N_odd
- miepython.vsh.N_odd(n, lambda0, d_sphere, m_index, r, theta, phi)[source]
Compute the nth odd electric vector spherical harmonic (m=1).
This function calculates the odd-parity electric vector spherical harmonic, denoted as N_{omn}(rho), for the given multipole order n.
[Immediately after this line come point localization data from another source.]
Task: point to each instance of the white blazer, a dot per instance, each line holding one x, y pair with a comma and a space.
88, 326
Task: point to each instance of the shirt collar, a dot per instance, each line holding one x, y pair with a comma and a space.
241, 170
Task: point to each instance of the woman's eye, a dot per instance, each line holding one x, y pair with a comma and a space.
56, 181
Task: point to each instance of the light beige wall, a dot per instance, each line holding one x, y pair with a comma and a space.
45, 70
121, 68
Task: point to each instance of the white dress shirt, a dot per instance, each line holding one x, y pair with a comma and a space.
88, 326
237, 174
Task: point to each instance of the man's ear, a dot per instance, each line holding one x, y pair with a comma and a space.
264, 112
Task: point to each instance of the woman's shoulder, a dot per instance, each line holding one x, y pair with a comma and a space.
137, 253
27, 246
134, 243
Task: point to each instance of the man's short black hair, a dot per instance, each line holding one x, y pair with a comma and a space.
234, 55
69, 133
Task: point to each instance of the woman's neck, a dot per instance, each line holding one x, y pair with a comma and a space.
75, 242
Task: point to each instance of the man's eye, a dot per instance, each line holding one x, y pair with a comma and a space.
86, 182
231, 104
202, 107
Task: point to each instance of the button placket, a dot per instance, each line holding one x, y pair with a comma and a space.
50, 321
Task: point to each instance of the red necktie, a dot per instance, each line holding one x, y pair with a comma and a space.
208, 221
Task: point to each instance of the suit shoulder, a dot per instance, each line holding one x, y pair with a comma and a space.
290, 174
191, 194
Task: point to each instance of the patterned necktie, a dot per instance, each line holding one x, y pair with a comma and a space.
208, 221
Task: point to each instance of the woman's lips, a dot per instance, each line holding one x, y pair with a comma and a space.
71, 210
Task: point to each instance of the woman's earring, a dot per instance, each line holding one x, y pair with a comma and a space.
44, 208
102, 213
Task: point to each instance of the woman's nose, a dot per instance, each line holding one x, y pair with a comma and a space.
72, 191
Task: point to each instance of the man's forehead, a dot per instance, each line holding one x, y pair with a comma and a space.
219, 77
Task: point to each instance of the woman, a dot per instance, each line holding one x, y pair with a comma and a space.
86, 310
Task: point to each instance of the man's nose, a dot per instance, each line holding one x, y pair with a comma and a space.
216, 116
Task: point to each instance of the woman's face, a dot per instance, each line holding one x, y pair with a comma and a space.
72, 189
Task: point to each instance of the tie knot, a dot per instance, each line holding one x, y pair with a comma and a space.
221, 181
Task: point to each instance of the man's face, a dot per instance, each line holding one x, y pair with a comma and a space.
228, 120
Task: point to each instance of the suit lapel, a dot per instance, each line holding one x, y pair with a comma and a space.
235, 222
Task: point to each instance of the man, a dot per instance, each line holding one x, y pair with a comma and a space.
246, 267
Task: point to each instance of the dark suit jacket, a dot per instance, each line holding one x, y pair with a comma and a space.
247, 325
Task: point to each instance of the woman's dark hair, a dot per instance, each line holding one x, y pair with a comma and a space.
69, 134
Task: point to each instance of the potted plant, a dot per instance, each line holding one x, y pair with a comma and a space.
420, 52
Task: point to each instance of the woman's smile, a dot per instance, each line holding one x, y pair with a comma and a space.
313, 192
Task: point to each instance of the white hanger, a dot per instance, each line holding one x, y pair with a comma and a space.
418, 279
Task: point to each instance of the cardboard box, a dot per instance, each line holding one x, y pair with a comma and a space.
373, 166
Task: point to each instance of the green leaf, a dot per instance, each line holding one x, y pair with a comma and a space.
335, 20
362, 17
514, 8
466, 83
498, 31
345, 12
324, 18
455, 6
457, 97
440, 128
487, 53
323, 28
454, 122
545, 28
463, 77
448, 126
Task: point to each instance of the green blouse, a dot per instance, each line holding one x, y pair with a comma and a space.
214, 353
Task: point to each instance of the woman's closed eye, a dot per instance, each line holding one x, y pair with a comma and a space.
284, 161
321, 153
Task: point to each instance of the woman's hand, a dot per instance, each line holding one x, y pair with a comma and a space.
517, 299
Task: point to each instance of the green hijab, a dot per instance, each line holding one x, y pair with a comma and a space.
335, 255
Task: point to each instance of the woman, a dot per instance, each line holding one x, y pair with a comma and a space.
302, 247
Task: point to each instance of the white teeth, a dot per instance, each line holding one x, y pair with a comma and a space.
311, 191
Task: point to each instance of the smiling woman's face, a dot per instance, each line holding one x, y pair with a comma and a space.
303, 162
The proper Bessel function is chosen based on whether the calculation is performed inside or outside the sphere.
The wavenumber k=2𝜋m/λ₀ where m is the index of refraction of the sphere or medium at a distance r from the center of the sphere. λ₀ is the wavelength in a vacuum.
The units on d_sphere, r and are should be the same (e.g., microns) and those on k should be the reciprocal (e.g. 1/microns)
The conventions used follow the “Vector Spherical Harmonics” Wikipedia page and Ladutenko’s paper (DOI: https://doi.org/10.1016/j.cpc.2017.01.017).
- Parameters:
n (int) – Harmonic (1 for dipole, 2 for quadrupole, etc.).
lambda0 (float) – Wavelength in a vacuum.
d_sphere (float) – Diameter of the sphere.
m_index (complex) – Refractive index at position r.
r (float) – Radial distance from center of sphere.
theta (float) – Polar angle in radians (angle from z-axis).
phi (float) – Azimuthal angle in radians. (angle from x-axis).
- Returns:
tuple – A tuple (N_r, N_theta, N_phi) representing the radial, polar, and azimuthal components of the odd electric vector spherical harmonic.